Sono pochi i prodotti ittici certificati, per un Paese come l’Italia, praticamente circondato dal mare, mentre l’IG potrebbe essere la chiave per creare un enorme valore aggiunto al prodotto in termini di riconoscibilità dentro e fuori i confini italiani, e di tutela rispetto a eventuali concorrenze sleali da parte di prodotti proposti come simili. Molto diverse le esperienze e le problematiche delle sei produzioni ittiche certificate in Italia, dalle Acciughe sotto Sale del Mar Ligure IGP che a 13 anni dalla registrazione del marchio europeo, continuano a essere quasi introvabili, una sorta di marchio fantasma nonostante l’entusiasmo e l’impegno iniziale per ottenere la certificazione, alla recentissima registrazione della Colatura di Alici di Cetara DOP, specialità della nota località della Costiera Amalfitana, che nei prossimi mesi, come ha annunciato Lucia Di Mauro, presidente dell’Associazione per valorizzazione della Colatura di Alici di Cetara, avvierà la produzione, che porterà la DOP sugli scaffali già nel 2021. Poi ci sono realtà come la Cozza di Scardovari DOP, il Salmerino del Trentino IGP, la Tinca Gobba Dorata del Pianalto del Poirino DOP e le Trote del Trentino IGP che Consortium ha contattato per fare un’istantanea del comparto ittico certificato italiano.

Cozza di Scardovari DOP

La pregiata Cozza di Scardovari DOP è destinata a scomparire se non saranno fatti al più presto degli interventi nella Sacca di Scardovari. Servono urgentemente lavori di vivificazione in Sacca altrimenti il mestiere del vivaista di mitili sparirà con tutto ciò che ne consegue. “Purtroppo se ne parla da anni – afferma Paolo Mancin presidente del Consorzio tutela della Cozza di Scardovari DOP – ma non è stata ancora trovata una soluzione adeguata. Stiamo seriamente rischiando di perdere non soltanto la nostra attività ma anche il futuro dei nostri giovani che qui potrebbero trovare uno sbocco lavorativo, grazie a un prodotto pregiato e rinomato per storia e caratteristiche”.
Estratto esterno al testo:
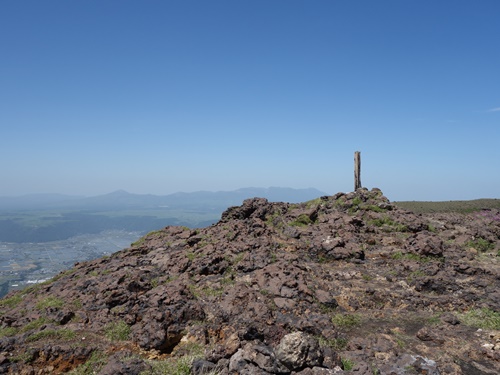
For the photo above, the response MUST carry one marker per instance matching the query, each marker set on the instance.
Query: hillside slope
(348, 283)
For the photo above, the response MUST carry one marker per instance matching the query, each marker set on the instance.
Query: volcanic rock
(343, 284)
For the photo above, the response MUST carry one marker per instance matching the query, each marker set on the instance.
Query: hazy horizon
(166, 97)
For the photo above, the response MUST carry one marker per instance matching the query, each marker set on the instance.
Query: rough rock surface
(345, 284)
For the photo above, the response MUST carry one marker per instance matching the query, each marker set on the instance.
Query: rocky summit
(343, 284)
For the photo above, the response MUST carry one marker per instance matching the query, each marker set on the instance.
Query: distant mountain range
(122, 200)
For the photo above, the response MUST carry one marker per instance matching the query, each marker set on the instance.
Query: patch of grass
(25, 357)
(484, 318)
(346, 320)
(34, 324)
(50, 301)
(8, 331)
(480, 244)
(450, 206)
(93, 365)
(117, 331)
(191, 256)
(178, 365)
(11, 301)
(61, 334)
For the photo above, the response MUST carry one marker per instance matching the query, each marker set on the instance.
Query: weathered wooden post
(357, 170)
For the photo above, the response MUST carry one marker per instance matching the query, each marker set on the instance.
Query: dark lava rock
(343, 284)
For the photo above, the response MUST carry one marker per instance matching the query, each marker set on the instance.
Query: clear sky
(166, 96)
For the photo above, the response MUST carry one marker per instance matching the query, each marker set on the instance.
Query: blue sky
(166, 96)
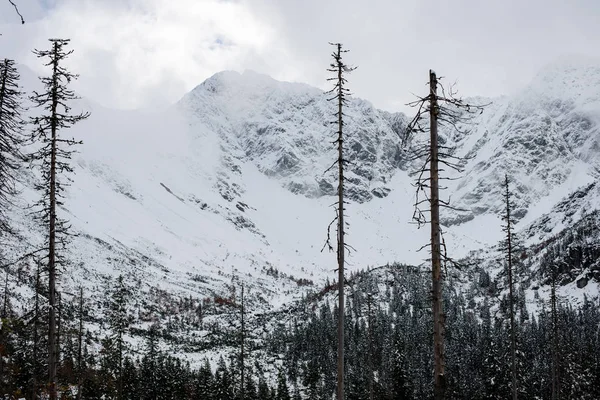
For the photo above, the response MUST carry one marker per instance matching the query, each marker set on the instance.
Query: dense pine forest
(388, 344)
(111, 313)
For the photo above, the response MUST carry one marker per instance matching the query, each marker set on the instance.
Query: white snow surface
(231, 181)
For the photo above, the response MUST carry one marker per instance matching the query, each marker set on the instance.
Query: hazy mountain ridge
(229, 184)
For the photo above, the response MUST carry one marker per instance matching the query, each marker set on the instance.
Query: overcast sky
(146, 53)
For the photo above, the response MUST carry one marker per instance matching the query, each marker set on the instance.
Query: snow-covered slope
(546, 138)
(231, 181)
La Cozza di Scardovari DOP è un mitilo dalla conchiglia liscia e allungata, che può raggiungere i 110 mm di lunghezza. L’allevamento è svolto dal 1970 dalle famiglie del Polesine, con diversi passaggi manuali. Questo, unitamente alle caratteristiche dell’acqua, dà vita a un prodotto diverso dagli altri, con carni particolarmente gustose e apprezzate durante il periodo primaverile-estivo quando l’animale è più grasso.
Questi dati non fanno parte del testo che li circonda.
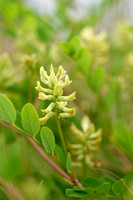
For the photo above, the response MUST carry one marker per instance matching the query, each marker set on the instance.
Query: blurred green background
(93, 40)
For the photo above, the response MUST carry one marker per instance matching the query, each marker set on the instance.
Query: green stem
(59, 129)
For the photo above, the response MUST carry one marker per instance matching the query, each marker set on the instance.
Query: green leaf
(111, 96)
(118, 189)
(84, 61)
(30, 119)
(123, 137)
(103, 189)
(68, 162)
(97, 79)
(108, 179)
(77, 194)
(7, 110)
(48, 139)
(18, 119)
(60, 154)
(91, 182)
(88, 189)
(72, 48)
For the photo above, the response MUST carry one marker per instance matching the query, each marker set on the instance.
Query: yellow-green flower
(89, 141)
(53, 91)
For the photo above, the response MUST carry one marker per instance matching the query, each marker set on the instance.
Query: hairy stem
(59, 129)
(43, 155)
Presidente Mancin, quest’anno è stato particolarmente difficile per il settore, quasi completamente bloccato dal Coronavirus mentre ancora c’era da lavorare. Come è la situazione adesso?
Quest’anno, nonostante il blocco del Coronavirus, grazie all’apertura estiva del settore turistico e della ristorazione, siamo riusciti a vendere totalmente il nostro prodotto. Abbiamo avuto la fortuna che le temperature dell’acqua all’interno della laguna di inizio estate fossero davvero perfette, pertanto la commercializzazione della Cozza di Scardovari DOP si è prolungata fino a fine luglio. Tuttora stiamo seminando i nostri impianti per la produzione 2021.

La Cozza di Scardovari è il primo mollusco italiano ad aver ottenuto la certificazione DOP nel 2013. Da allora c’è stato un incremento di produzione grazie alla denominazione?
Diciamo che un incremento c’è stato grazie al marchio, ma purtroppo oltre a dover combattere la concorrenza sul mercato, la nostra produzione dipende tantissimo dagli eventi climatici. Sicuramente la qualità e la promozione sono le uniche strade percorribili per competere nel mercato globale.
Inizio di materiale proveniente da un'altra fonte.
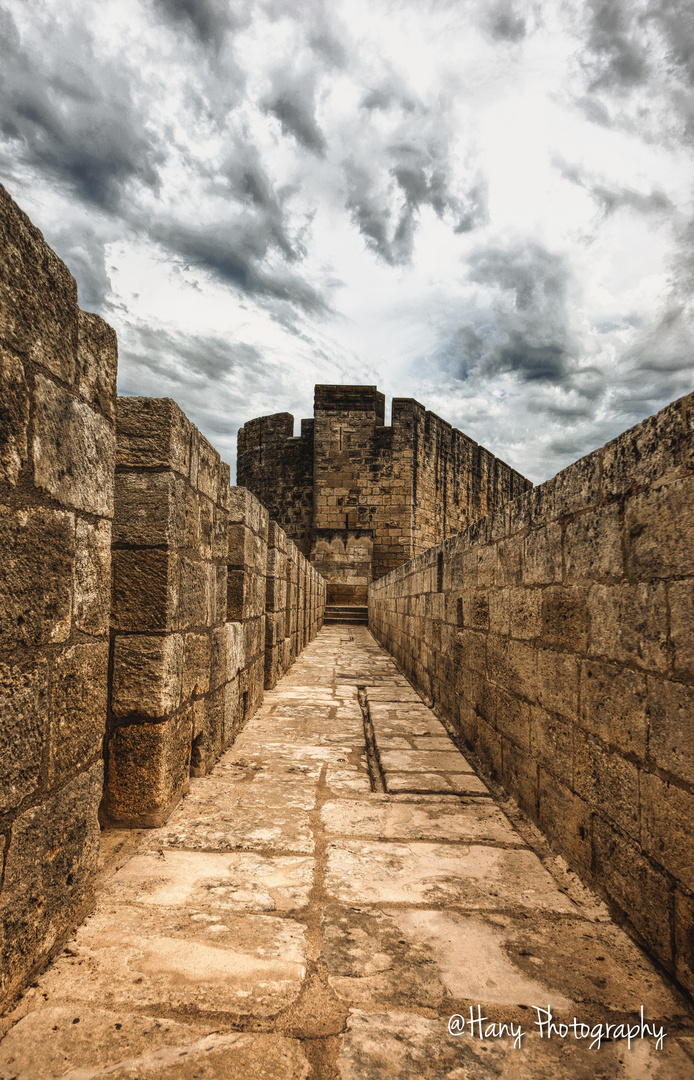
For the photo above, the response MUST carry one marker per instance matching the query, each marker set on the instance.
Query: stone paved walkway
(312, 910)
Secondo voi è sufficientemente promosso, valorizzato e difeso il nostro “made in Italy” ittico?
Qualcosa è stato fatto ma purtroppo i nostri prodotti sono sempre più contraffatti e poco valorizzati, soprattutto all’interno del mercato italiano. Bisogna quindi che gli enti interessati si impegnino a promuovere sempre più i prodotti italiani.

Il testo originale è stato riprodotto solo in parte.